Lorsqu’il est saisi d’une demande d’autorisation de licenciement d’un salarié protégé pour motif économique, l’inspecteur du travail va notamment examiner la cause économique invoquée par l’employeur, ainsi que, en cas de licenciement collectif, la régularité de la procédure de consultation des représentants du personnel sur le projet de licenciement (circ. DGT 2012-7 du 30 juillet 2012, fiche 7a).

Le principe de séparation des pouvoirs interdit par conséquent au juge judiciaire d’examiner par la suite ces différents points (cass. soc. 27 octobre 2004, n° 02-46935, BC V n° 270 ; cass. soc. 14 février 2007, n° 05-40213, BC V n° 23).

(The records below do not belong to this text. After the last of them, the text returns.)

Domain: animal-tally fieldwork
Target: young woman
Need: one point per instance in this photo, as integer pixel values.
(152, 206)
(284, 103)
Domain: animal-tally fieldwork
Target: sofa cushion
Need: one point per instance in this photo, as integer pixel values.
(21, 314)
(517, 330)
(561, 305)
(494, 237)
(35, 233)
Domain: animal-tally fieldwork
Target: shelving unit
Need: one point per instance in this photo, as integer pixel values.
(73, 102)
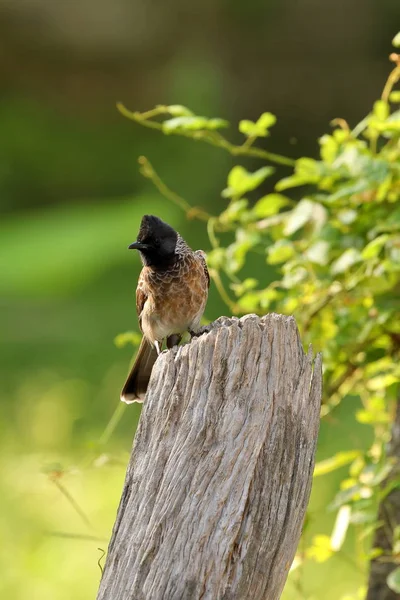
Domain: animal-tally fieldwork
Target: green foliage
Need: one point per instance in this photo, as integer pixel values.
(335, 255)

L’affaire qui suit s’inscrit dans cette jurisprudence. Deux salariés protégés, qui travaillaient dans une société appartenant à une unité économique et sociale (UES), avaient été licenciés pour motif économique sur autorisation de l’inspecteur du travail, dans le cadre d’une procédure de liquidation judiciaire.

Les salariés avaient saisi le juge judiciaire en reprochant à l’employeur de ne pas avoir mis en place de représentation du personnel au niveau de l’UES après que celle-ci eut été reconnue par décision du tribunal d’instance. Ils en déduisaient que la procédure de consultation des institutions représentatives du personnel relative au licenciement collectif pour motif économique n’avait pas été menée au bon niveau. Les salariés reprochaient également à l’employeur de n’avoir pas pris de mesures qui auraient pu permettre le maintien de l’activité économique, notamment en supprimant les heures supplémentaires ou en réduisant le temps de travail. Selon eux, ces divers manquements demandaient réparation.

La Cour de cassation coupe court à ces arguments, qui, selon elle, ne tendaient, sous couvert de dommages et intérêts pour la réparation de carences fautives de l’employeur, qu’à contester la régularité de la procédure de consultation du comité d’entreprise et la cause économique de leur licenciement.

Or, en l’état d’une autorisation administrative accordée à l’employeur de licencier les salariés protégés concernés, le juge judiciaire ne peut, sans violer le principe de la séparation des pouvoirs, apprécier ni le caractère réel et sérieux des motifs retenus pour justifier le licenciement ni la régularité de la consultation du comité d’entreprise sur le projet de licenciement économique collectif.